Archaeologists have found evidence for human occupation of the Castle Rock reaching back to 900 BC, the late Bronze Age. During the Roman occupation of Scotland in the 1st and 2nd centuries AD, it was a thriving settlement. During this period, the area was known as Din Eidyn, ‘the stronghold of Eidyn’. After the English invasion, around AD 638, the rock has been known by its English name - Edinburgh.
In the Middle Ages Edinburgh became Scotland’s chief royal castle - seat of royalty, headquarters of the sheriff of Edinburgh, military garrison and storehouse of the royal gun train, and repository of the nation’s crown jewels and state records.
Impressive buildings were constructed, including the 12th-century St Margaret’s Chapel, the oldest building in Edinburgh, David’s Tower, built for David II, Robert the Bruce’s son, in the 1370s, and the monumental great hall of James IV, opened in 1511. But the long and bitter Wars of Independence with England took their toll, and the castle endured siege upon siege; Edward I, Edward III and Henry VIII all did their utmost to batter down the walls.
In 1566 Mary Queen of Scots gave birth to James VI in the royal palace within the castle - A tiny bed-closet which still exists. In 1603 James VI became also James I of England - the ‘Union of the Crowns’. The departure of the Scottish court for London saw much of the royal personage go from the castle and thereafter the lasting stronghold became little more than a garrison fortress and arsenal. The last sovereign to sleep there was Charles I in 1633, prior to his coronation as king of Scots.

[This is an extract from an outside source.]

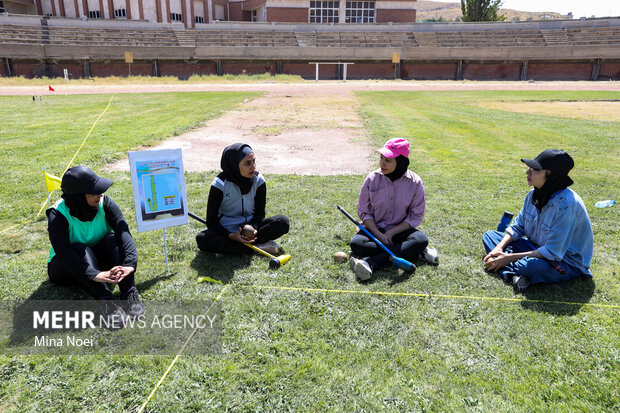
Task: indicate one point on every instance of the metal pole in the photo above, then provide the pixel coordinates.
(166, 251)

The Jacobite siege of 1745 - during which Bonnie Prince Charlie held court at Holyrood Palace but could not take the castle from the Hanoverian King George II - proved to be the last. Since that time, the ancient fortress has continued to serve as an active army base, but has since found new roles - as a major visitor attraction, as home of the Scottish National War Memorial and two proud Scottish regiments (the Royal Scots and the Royal Scots Dragoon Guards), and as host of the world-famous Edinburgh Military Tattoo.
In 1996 the Stone of Destiny, Scotland’s coronation stone, was placed in the Crown Room alongside the nation’s Crown Jewels (the Honours of Scotland), following its return from Westminster after a space of 800 years. In 1995 the Old and New Towns of Edinburgh were inscribed as a World Heritage Site, and the castle remains its most important building.